A bord, le marin rochelais déclare ne pas trop y penser à cette E.T.A. Difficile à croire. En traversant en franc-tireur l'archipel des Açores, il a décidé de tenter un coup, un dernier. Lui qui était si longtemps en tête de la course a visiblement décidé de ne rien lâcher. Comme à son habitude. En arrivant au Cap Horn, le premier janvier dernier, Yannick nous disait ne rien vouloir regretter : "je ne me mets pas la pression du genre « je suis premier au Cap Horn, je serai premier aux Sables » parce que la route est longue et il peut se passer plein de choses. J’ai juste envie de profiter de ce retour". Il a de toute évidence tenu promesse, si l'on en croit son dernier message du bord.

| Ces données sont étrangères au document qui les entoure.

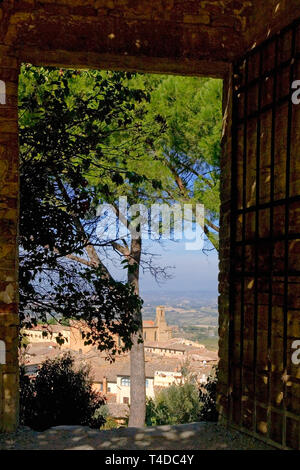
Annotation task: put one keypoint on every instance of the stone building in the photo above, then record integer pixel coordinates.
(159, 329)
(254, 47)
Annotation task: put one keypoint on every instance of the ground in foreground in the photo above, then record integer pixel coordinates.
(194, 436)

J’évite de penser à l’arrivée pour l’instant. Ça me permet de me concentrer sur la navigation et de faire ce que j’ai à faire. J’ai du mal à avoir cette notion de temps qui reste pour arriver. Je navigue comme je l’ai fait pendant tout le Vendée, sans me préoccuper du temps qui reste avant la ligne d’arrivée. J’ai fait une route Nord où je suis allé chercher de fronts dépressionnaires assez forts, j’ai eu des grains à 35 nœuds et plus et j’ai récolté un peu ce que je suis allé chercher. Donc tout va bien.

Yannick Bestaven, skipper de "Maître Coq"

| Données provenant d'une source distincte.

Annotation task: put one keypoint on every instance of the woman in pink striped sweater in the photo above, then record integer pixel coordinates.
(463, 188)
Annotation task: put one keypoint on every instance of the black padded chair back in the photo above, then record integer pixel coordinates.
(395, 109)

A terre donc, toute son équipe, elle, est déjà arrivée en Vendée. Par la route. "On n’est pas stressé, on est serein, les dés sont jetés et le Vendée il est réussi de toute façon", explique Jean-Marie Dauris, directeur technique et sportif chez Maître Coq, "on le laisse tranquille, il fait sa course. Très honnêtement, ça ne sert à rien de stresser. On verra bien au final". Jean-Marie a donc tranquillement mis le semi-rigide à l'eau et se prépare à une arrivée nocturne, vers deux heures du matin, avec beaucoup de vent. Il va falloir monter à bord rapidement une fois la ligne passée. 

Ce qu’on s’est toujours dit et ce qu’on s’est répété même quand il était en tête et qu’il a perdu toute son avance, c’est que le premier objectif, c’était de finir, le deuxième, c’était de finir dans les dix, déjà ça c’était bien et finir dans les cinq, c’était un objectif atteignable avec un bon concours de circonstances. Le contrat est rempli maintenant c’est que du bonus. C’est déjà un succès. Le reste, advienne que pourra…

Jean-Marie Dauris, directeur technique et sportif du team Maître Coq

Bilou, lui, est un peu plus impatient. "Ils nous font ch… depuis trois mois ces marins en mer ! On passe notre temps à les suivre ! Il est temps qu’ils arrivent !" Il rigole évidemment. Bilou, c'est Roland jourdain bien sûr. Maître Coq, ex Safran, c'était son bateau et le marin a activement participé à la préparation du soixante pieds pour ce Vendée Globe qu'il a suivi avec une assiduité certaine ; "Il faut quand même que je préserve ma vie professionnelle et ma vie privé ! Je fais un routage le soir et un le matin, mais je ne prends pas les fichiers intermédiaires dans la journée, sinon je pèterai un plomb !" Il était régulièrement en contact avec son ami rochelais pendant la course et aujourd'hui encore, il reste admiratif. 

Il m'épate vraiment. C’est vrai que tu as parfois tendance quand tu es en solo comme ça à mettre ton influx et ton énergie à envisager ce que les autres pensent de toi, ce qui se passe à terre pour ton équipe technique proche, ton sponsor, le public, ta femme, que sais-je… mais en fait, non, il faut apprécier l’instant et faire la part des choses. Et ça, Yannick, il a bien su le faire.

Roland Jourdain, conseiller du team Maître Coq

Les passionnés de course au large risquent donc de ne pas se coucher très tôt mercredi soir. Dans un scenario idéal, il devrait y avoir du suspens jusqu'au bout. Bon courage à celui ou celle qui s'aventurerait à pronostiquer l'E.T.A du vainqueur.